For as much as he has struggled at times, Sabathia has been a big-time stopper in 2012. The Yankees needed him to bring that magic one more time -- after a loss -- in this pivotal Game 5 where the loser went home. He improved to 8-1 with a 2.48 ERA over the 11 starts he’s made following a loss this season, and the eighth victory was certainly the most important.

Sabathia, who was a huge reason why the Yankees won the World Series in 2009, improved to 7-1 in 12 postseason starts since joining the Bombers. They are certainly going to need this stretch to continue, as they will now face off against the Detroit Tigers, who have arguably the best hitter and best pitcher in the game, Miguel Cabrera and Justin Verlander.

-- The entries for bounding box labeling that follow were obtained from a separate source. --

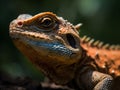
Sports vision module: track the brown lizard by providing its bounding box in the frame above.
[10,12,120,90]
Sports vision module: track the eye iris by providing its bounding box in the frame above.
[41,18,52,27]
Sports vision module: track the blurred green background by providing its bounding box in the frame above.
[0,0,120,79]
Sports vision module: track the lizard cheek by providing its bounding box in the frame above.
[66,34,76,48]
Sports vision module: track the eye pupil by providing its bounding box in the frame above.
[41,18,52,27]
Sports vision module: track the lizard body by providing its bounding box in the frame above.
[10,12,120,90]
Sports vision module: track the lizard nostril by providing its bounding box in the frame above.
[66,34,76,48]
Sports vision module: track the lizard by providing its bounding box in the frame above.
[9,12,120,90]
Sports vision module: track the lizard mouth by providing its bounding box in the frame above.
[66,34,77,48]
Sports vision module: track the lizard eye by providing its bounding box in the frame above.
[39,17,55,30]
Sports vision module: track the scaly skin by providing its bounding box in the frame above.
[10,12,120,90]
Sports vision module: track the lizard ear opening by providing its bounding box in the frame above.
[75,23,82,31]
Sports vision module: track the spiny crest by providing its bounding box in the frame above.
[81,36,120,50]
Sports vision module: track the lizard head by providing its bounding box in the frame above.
[10,12,82,84]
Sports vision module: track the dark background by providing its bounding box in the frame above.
[0,0,120,80]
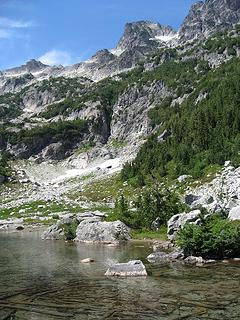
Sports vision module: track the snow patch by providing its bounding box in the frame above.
[110,48,125,57]
[149,34,178,42]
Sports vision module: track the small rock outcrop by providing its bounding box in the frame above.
[105,260,147,277]
[42,212,131,243]
[168,210,201,240]
[75,218,131,243]
[147,250,184,263]
[228,206,240,221]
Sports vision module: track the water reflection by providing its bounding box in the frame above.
[0,232,240,320]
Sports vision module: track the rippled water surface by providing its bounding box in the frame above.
[0,232,240,320]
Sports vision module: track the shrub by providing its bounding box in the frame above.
[62,222,78,240]
[176,215,240,259]
[109,188,184,230]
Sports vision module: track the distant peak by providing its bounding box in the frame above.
[26,59,47,67]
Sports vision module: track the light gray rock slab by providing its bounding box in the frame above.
[105,260,147,277]
[74,217,131,243]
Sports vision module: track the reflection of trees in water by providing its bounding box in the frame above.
[0,235,240,320]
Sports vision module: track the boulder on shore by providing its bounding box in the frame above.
[105,260,147,277]
[74,218,131,243]
[42,212,131,243]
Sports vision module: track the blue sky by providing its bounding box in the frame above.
[0,0,196,70]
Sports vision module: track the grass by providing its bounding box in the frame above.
[0,200,86,222]
[131,226,167,241]
[68,174,140,202]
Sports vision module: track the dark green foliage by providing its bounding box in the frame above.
[5,119,88,144]
[110,188,184,230]
[0,152,11,177]
[176,216,240,259]
[40,78,125,119]
[122,59,240,180]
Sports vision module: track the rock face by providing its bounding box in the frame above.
[185,161,240,213]
[42,212,131,243]
[179,0,240,42]
[42,212,94,240]
[0,21,176,94]
[110,81,172,142]
[228,206,240,221]
[105,260,147,277]
[113,21,176,54]
[167,210,201,240]
[75,218,131,243]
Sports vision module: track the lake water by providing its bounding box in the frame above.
[0,232,240,320]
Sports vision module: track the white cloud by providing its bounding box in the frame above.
[0,29,12,39]
[0,17,33,29]
[38,50,72,65]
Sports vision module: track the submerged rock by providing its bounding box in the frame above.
[105,260,147,277]
[80,258,95,264]
[147,251,184,263]
[75,218,131,243]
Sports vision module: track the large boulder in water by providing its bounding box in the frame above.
[75,218,131,243]
[105,260,147,277]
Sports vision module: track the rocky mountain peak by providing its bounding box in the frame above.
[4,59,49,76]
[26,59,48,70]
[90,49,114,64]
[179,0,240,41]
[116,21,176,52]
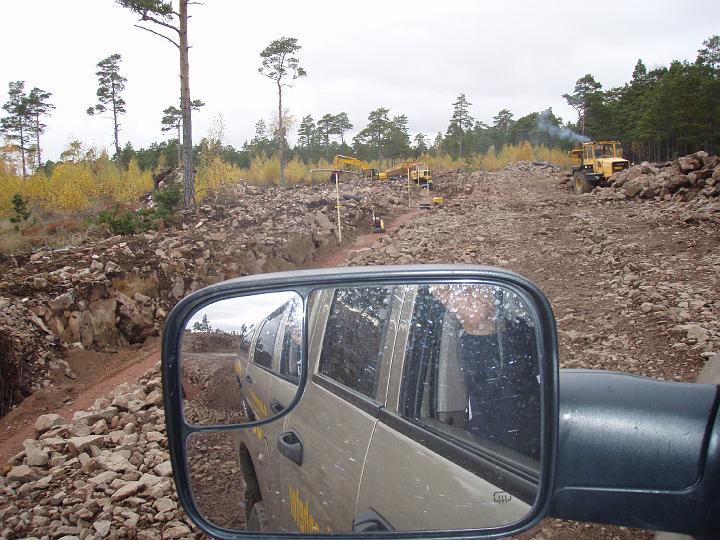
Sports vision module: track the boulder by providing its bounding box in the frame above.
[90,298,118,347]
[23,439,50,467]
[677,154,703,174]
[6,465,40,484]
[110,480,145,502]
[67,434,105,456]
[48,292,75,313]
[35,414,68,435]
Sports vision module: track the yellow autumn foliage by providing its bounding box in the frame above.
[0,156,153,217]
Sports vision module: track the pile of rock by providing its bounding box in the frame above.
[0,181,406,416]
[0,362,199,540]
[608,151,720,201]
[0,297,64,417]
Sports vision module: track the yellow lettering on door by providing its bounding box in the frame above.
[288,486,330,532]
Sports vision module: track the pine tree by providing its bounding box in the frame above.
[258,37,307,187]
[27,87,55,168]
[87,53,127,161]
[0,81,31,178]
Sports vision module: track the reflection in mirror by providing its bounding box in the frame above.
[187,431,247,530]
[183,283,542,534]
[179,292,303,426]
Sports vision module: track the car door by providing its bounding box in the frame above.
[279,287,401,532]
[357,290,539,530]
[245,306,284,419]
[255,298,303,530]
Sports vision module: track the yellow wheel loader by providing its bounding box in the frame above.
[569,141,630,195]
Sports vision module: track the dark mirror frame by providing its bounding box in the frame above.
[162,265,559,539]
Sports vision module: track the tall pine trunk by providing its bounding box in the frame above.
[35,114,42,169]
[180,0,195,209]
[111,82,122,162]
[278,81,285,187]
[20,123,27,180]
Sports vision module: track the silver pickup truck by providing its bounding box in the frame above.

CC is a big reason why the Yankees are moving on in 2012, but the Yankees as a whole followed the league of their big horse and pitched truly one of the greatest series in the history of the franchise. In the five-game set, the pitching staff as a whole boasted a 1.76 ERA, which is now the single lowest ERA for a pitching staff in Divisional Series play. That type of pitching supremacy for a staff all starts with the authority of a staff ace, and Sabathia proved once again that if the Yankees are to win a world championship, they will have to do it on the back of their No. 1.